I liked how you added stories of real, diverse girls who are doing things to help fight climate change. With so many girls out there doing stuff for this cause, how did you pick them?
Overall, I wanted to showcase the huge variety of ways real girls are making a difference. There were so many amazing girls to pick from! I chose some girls who were already well-known leaders in the youth climate movement, like Havana C.E., who has given speeches in front of huge crowds. I looked for inventors who had competed in youth scientist competitions, like Caroline C., who invented a super-fast train that runs without fossil fuels. I searched for stories in local papers about kids doing work for the planet, like friends Jocelyn, Danny, and Sofia helping their school cafeteria switch from disposable utensils to reusable ones. And I sought out voices from girls helping change environmental laws through lawsuits, like Lexine D. There are so many ways to make a difference, and I hoped these real stories would inspire other kids to take action.
I remembered a lot of stuff in this book from my science class. How did you do the research for this book and make it so accurate?

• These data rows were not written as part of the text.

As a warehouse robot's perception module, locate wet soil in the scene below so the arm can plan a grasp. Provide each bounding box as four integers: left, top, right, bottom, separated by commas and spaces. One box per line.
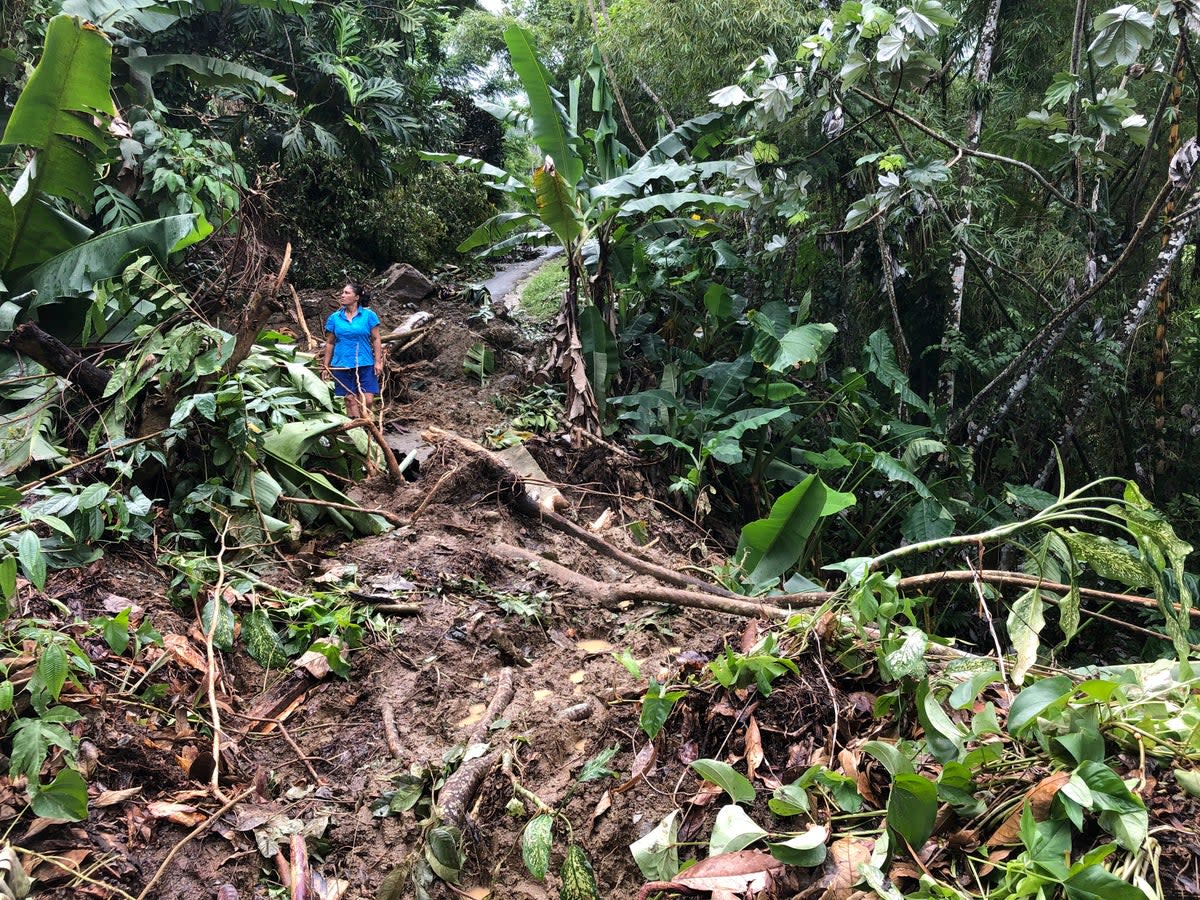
11, 270, 1200, 900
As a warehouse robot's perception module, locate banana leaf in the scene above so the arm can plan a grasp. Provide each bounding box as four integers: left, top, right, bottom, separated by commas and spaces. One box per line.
266, 451, 388, 535
17, 214, 204, 311
126, 53, 295, 97
0, 16, 116, 211
737, 475, 826, 583
620, 191, 750, 217
504, 25, 583, 188
458, 212, 539, 253
533, 166, 583, 247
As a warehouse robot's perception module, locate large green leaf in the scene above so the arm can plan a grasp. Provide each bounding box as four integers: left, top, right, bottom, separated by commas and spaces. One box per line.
0, 174, 92, 277
17, 214, 204, 310
618, 191, 750, 216
266, 451, 388, 535
0, 16, 116, 210
533, 166, 583, 247
737, 475, 826, 582
127, 53, 295, 97
691, 760, 755, 803
1007, 588, 1046, 684
0, 394, 61, 475
888, 773, 937, 852
0, 191, 17, 271
504, 25, 583, 188
457, 212, 538, 253
1087, 4, 1154, 66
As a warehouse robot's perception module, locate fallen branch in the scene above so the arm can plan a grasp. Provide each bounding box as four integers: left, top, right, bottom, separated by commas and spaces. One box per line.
408, 466, 462, 524
278, 494, 407, 527
5, 322, 112, 401
438, 668, 516, 830
896, 569, 1200, 619
488, 544, 820, 622
336, 419, 404, 481
290, 834, 312, 900
137, 787, 254, 900
414, 428, 737, 598
288, 284, 317, 353
382, 702, 404, 760
221, 244, 292, 374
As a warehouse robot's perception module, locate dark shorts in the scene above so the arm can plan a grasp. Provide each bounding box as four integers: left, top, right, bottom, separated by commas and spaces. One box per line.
334, 366, 379, 397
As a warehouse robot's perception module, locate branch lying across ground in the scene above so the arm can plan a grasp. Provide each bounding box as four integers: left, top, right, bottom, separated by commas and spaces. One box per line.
330, 419, 404, 482
278, 494, 408, 528
421, 428, 738, 598
438, 668, 516, 830
4, 322, 112, 402
488, 544, 806, 620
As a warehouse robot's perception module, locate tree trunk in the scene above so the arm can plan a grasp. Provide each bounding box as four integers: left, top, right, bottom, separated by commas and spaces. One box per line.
7, 322, 110, 401
547, 247, 609, 434
937, 0, 1003, 407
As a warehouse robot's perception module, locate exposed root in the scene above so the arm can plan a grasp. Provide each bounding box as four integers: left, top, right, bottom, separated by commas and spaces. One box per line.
438, 668, 516, 829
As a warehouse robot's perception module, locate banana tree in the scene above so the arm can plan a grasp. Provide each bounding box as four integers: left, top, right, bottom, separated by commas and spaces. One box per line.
0, 16, 204, 340
421, 25, 746, 433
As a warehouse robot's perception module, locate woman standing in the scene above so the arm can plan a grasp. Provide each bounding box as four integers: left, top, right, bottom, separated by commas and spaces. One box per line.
320, 281, 383, 419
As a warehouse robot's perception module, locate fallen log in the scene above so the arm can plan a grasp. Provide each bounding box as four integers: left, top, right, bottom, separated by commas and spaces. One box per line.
488, 544, 801, 622
422, 428, 738, 598
437, 668, 516, 830
5, 322, 112, 401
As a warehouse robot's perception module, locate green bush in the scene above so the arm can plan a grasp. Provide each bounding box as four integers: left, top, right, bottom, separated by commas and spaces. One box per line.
271, 156, 496, 287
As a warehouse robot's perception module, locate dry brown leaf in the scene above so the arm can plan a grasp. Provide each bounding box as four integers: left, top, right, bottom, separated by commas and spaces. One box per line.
672, 850, 785, 894
91, 787, 142, 808
613, 742, 659, 793
745, 715, 764, 781
146, 800, 208, 828
575, 640, 617, 656
162, 635, 209, 674
820, 838, 875, 900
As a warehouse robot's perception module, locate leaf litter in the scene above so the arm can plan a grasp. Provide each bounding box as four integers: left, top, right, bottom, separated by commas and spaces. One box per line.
7, 290, 1200, 900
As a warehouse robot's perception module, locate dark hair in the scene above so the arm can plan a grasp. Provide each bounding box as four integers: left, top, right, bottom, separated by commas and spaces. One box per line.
346, 281, 371, 310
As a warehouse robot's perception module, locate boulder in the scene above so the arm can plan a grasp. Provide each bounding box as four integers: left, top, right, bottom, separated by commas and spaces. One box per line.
379, 263, 433, 300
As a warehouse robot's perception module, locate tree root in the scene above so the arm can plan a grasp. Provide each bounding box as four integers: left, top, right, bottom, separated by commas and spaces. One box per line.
383, 702, 404, 760
421, 428, 738, 598
438, 668, 516, 830
488, 544, 794, 622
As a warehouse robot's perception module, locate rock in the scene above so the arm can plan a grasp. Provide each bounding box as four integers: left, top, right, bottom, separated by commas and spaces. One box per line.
379, 263, 433, 300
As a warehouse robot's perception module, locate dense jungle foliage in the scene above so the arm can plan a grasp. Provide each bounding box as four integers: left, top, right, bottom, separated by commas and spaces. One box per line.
0, 0, 1200, 899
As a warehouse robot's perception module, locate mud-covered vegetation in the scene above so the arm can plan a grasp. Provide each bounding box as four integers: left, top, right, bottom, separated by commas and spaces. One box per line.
0, 0, 1200, 900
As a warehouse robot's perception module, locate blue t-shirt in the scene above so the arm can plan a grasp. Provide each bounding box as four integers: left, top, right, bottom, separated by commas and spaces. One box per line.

I started at the library, reading books and scientific articles about climate change and taking lots of notes. Then I sat down with a climate change expert, Professor Daniel J. Vimont, who does research at the University of Wisconsin—Madison. He helped me focus on the most important topics, shared some of the latest science on climate change, and gave me excellent resources for further research. He and another expert, Bridget Edmonds from the Nature Conservancy, reviewed the book multiple times to make sure we got every fact correct. I also met with a social studies teacher to learn what kinds of things kids were learning about climate change in the classroom. The learning never stopped—even today, I’m still learning lots of new things about the topic!
What’s your favorite thing to do to help the environment and fight climate change? I love educating people about the climate crisis, which is why this book was so much fun to write. I enjoy talking about climate change issues and sharing this book with neighbors, friends, and family. I think it’s important to advocate for new legislation that can make a difference, so I send emails to my state representatives when there’s a new environmental law up for consideration.
As for everyday actions, I love riding my bike instead of driving whenever I can. It’s so much fun, and I’m lucky to live in a city with plenty of great bike paths. I also like to compost. My neighbors and I collect our food waste in a common area, where it eventually turns into new soil. I don’t like gardening, but I’m so glad that they do! They use the soil to grow delicious veggies, which they share with me.
If you could write for American Girl again, what topic would you write about and why?
I would love to write a book about outdoor adventure, like camping and hiking. Or an ice cream recipe book…as long as I get to taste test!
Thank you so much, Mel! Also, I would like to thank Susan Jevens at American Girl for coordinating this interview and American Girl as a whole for being awesome like usual!